Improving Rails scalability using modularity with enforced boundaries
Ruby & Rails have a reputation for not scaling well — you’ve probably heard this already.
TLDR for this post
There’s 3 things I’m going to talk about that have been used to improve the scalability of a Rails application.
1. Make the Rails application modular
2. Create a clear dependency graph
3. Enforce the boundaries between those separate modules
Make the Rails application modular
— Why does it end up like this?
— How should we split the application into modules?
— What have people tried in order to achieve modularity in a monolithic Rails application?
Create a clear dependency graph
Enforce the boundaries between those separate modules
— What do I mean by enforcing boundaries?
— Why doesn’t Rails enforce boundaries?
— Options for enforcing boundaries (tests and Packwerk)
Make the Rails application modular
Modular programming is a software design technique that emphasizes separating the functionality of a program into independent, interchangeable modules, such that each contains everything necessary to execute only one aspect of the desired functionality.
Many rails applications eventually become an entangled mess of code where a developer can’t easily reason:
1) How the code is organised (the different sections and how they relate to each-other) and what it’s doing
2) What might break when you change one section of the application (what parts of the codebase depend on what other parts of the codebase)
Why does it end up like this?
- The default Rails folder structure encourages you to organize your code in layers rather than modules.
This is the default structure of a Rails application.
This doesn’t tell you much about what the application does — just that it’s implemented in models, views and controllers (the layers).
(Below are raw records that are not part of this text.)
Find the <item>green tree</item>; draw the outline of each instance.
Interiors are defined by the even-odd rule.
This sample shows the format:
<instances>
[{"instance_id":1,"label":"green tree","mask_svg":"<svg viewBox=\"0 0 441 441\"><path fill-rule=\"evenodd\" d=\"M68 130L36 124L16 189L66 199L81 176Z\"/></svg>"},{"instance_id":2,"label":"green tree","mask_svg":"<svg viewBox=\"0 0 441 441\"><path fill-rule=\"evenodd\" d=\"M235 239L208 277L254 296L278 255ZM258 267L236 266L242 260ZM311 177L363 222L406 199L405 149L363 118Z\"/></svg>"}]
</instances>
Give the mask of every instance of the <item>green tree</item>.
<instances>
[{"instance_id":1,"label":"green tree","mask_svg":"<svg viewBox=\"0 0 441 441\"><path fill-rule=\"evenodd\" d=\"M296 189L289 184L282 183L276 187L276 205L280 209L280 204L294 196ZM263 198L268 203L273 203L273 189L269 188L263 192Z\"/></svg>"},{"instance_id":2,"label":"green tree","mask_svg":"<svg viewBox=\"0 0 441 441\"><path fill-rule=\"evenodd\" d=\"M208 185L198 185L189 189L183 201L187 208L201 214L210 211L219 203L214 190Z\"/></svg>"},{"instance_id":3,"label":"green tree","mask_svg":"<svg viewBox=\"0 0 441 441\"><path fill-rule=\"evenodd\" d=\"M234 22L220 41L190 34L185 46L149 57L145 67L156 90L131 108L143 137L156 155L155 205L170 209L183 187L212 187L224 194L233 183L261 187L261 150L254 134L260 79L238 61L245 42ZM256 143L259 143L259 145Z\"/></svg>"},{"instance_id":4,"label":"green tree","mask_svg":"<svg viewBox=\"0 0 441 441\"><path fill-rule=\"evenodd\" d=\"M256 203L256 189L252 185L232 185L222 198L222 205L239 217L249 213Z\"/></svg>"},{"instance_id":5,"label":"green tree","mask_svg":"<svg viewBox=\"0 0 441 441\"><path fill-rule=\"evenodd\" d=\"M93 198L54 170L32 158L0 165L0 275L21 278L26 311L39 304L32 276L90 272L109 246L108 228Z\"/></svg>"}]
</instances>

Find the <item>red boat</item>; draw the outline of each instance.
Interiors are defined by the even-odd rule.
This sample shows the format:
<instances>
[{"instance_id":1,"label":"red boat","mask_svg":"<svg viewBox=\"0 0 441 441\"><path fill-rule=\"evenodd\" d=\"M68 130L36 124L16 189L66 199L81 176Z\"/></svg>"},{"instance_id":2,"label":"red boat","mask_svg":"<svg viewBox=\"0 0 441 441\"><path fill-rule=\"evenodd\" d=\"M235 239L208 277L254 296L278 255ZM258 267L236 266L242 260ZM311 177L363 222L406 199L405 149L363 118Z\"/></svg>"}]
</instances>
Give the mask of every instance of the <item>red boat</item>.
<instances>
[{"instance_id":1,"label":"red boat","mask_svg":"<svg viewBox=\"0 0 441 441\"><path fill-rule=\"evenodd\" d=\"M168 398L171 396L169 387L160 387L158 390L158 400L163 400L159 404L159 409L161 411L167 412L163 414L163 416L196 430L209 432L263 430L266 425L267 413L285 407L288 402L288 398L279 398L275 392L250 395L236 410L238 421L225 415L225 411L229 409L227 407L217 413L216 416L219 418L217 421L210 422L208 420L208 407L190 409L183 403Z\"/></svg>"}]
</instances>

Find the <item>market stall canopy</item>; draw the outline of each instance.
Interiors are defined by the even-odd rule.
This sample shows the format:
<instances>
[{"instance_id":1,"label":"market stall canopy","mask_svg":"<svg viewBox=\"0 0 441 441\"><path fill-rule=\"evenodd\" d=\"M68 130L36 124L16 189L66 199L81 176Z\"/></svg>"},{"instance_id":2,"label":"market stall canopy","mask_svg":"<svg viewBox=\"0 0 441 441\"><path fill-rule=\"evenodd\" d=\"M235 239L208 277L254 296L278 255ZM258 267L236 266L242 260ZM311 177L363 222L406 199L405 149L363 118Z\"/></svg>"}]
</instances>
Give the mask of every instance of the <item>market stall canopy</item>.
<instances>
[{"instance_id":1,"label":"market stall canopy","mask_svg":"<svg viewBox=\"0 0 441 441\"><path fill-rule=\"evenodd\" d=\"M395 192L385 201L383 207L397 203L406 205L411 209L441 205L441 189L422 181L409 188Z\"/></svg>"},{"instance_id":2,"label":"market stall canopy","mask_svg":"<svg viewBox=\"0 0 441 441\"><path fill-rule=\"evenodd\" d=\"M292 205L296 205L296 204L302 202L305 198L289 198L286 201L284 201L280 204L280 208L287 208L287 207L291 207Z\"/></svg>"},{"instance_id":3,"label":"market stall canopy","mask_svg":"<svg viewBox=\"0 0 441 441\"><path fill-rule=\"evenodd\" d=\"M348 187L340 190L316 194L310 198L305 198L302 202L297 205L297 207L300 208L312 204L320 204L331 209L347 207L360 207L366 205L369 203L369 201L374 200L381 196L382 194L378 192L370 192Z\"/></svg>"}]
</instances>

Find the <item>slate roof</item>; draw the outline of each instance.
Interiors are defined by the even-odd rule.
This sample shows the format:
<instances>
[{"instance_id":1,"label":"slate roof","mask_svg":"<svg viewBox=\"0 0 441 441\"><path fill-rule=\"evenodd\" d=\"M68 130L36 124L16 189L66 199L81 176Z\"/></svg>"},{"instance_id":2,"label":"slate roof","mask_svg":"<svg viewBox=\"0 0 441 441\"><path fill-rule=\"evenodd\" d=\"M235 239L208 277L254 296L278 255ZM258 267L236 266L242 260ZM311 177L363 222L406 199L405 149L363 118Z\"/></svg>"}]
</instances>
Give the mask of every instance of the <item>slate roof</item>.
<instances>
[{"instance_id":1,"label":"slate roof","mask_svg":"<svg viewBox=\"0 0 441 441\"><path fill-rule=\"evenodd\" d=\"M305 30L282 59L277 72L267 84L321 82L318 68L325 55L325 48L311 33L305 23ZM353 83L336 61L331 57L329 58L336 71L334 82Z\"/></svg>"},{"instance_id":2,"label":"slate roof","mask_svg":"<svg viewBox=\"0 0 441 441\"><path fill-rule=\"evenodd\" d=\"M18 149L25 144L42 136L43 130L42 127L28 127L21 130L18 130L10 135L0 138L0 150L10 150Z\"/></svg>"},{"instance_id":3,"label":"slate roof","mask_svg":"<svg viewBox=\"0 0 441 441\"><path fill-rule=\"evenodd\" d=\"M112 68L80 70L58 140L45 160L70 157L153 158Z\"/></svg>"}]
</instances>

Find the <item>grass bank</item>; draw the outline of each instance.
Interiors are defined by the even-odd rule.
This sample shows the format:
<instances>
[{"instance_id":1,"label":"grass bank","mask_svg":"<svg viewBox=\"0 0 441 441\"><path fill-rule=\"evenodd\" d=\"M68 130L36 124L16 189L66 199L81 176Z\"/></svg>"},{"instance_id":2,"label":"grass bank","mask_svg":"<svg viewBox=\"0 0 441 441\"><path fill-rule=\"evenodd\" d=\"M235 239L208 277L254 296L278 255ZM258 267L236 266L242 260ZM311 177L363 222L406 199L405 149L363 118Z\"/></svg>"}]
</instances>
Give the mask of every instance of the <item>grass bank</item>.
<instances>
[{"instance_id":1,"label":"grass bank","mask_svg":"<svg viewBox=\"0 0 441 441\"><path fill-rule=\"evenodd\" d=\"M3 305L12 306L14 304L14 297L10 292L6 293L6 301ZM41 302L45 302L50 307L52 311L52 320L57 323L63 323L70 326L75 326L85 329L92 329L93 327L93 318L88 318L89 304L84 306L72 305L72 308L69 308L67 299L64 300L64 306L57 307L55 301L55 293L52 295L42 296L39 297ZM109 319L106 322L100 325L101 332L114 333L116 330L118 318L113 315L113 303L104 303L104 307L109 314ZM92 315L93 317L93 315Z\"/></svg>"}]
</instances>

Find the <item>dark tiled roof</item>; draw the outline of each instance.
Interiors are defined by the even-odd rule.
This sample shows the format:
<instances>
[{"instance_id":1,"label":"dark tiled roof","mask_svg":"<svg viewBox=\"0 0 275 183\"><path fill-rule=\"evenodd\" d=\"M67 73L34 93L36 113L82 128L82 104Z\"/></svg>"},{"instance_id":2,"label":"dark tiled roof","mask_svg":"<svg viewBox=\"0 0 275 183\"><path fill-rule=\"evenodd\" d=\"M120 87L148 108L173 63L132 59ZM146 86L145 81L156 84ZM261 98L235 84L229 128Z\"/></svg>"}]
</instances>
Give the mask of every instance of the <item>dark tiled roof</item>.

And even then, there’s no guarantee that the boundaries between these sections of the code are enforced.
2. Ruby/Rails doesn’t encourage you to modularise your code in the same way some languages do
If you look at Java (from Java 9) you have ‘modules’ which group ‘packages’ (which are groups of Java classes that relate to each other) and enforce the boundaries between those modules. This is a clear and explicit aspect of the language.
This means that looking at a Java application that uses modules, you could easily see what modules exist (which gives you a pretty good view of how the application code is structured, and what the application does) and what the dependencies between those modules are (so that you’d be confident on what might break if you change a particular module).
We don’t have anything as explicit in Ruby/Rails. People have discovered ways to kind of achieve this (see the ‘what have people tried’ section below) but it feels more like workarounds than a deliberate aspect of the language/framework.
How should we split the application into modules?
This is what I’ll talk about least in this post, but it’s obviously something you’ll need to think a lot about. DDD seems to be a popular approach to decide the bounded contexts within your application and split the code into modules that represent those bounded contexts, I’d recommend this post to see an example within the modular monolith context and this has been touted as the go to book on DDD.
Doing one ‘big bang’ PR to completely re architect an application is one way (this was Shopify’s approach with their humongous Rails application) but breaking out single components over time, or introducing new functionality as components is also a common approach — I like the questions Gousto asked themselves before deciding whether a new feature was a separate enough domain to build outside their normal Rails structure.
What have people tried in order to achieve modularity in a monolithic Rails application?
This isn’t exhaustive (if you know other attempts please comment and I’ll update) but here are some ways people have attempted to modularise a Rails monolith:
- Rails engines.
Rails engines seem to be a very popular approach for achieving modularity and have well documented successes. The idea is that for each component in your application you create a Rails engine, which is like its own stand alone Rails application with its own models, views and controllers. For example Devise is a Rails engine that you include and use in your own application — check out its repo and notice that it has its own
app/ folder with views and controllers!
Aside from the clear separation another massive benefit is that if you load the engines using Bundler you are prevented from having circular dependencies (read the Circular Dependencies section of Modular Monolith). This means that you’ll have a clear dependency graph that can only flow one way, and that’s massive.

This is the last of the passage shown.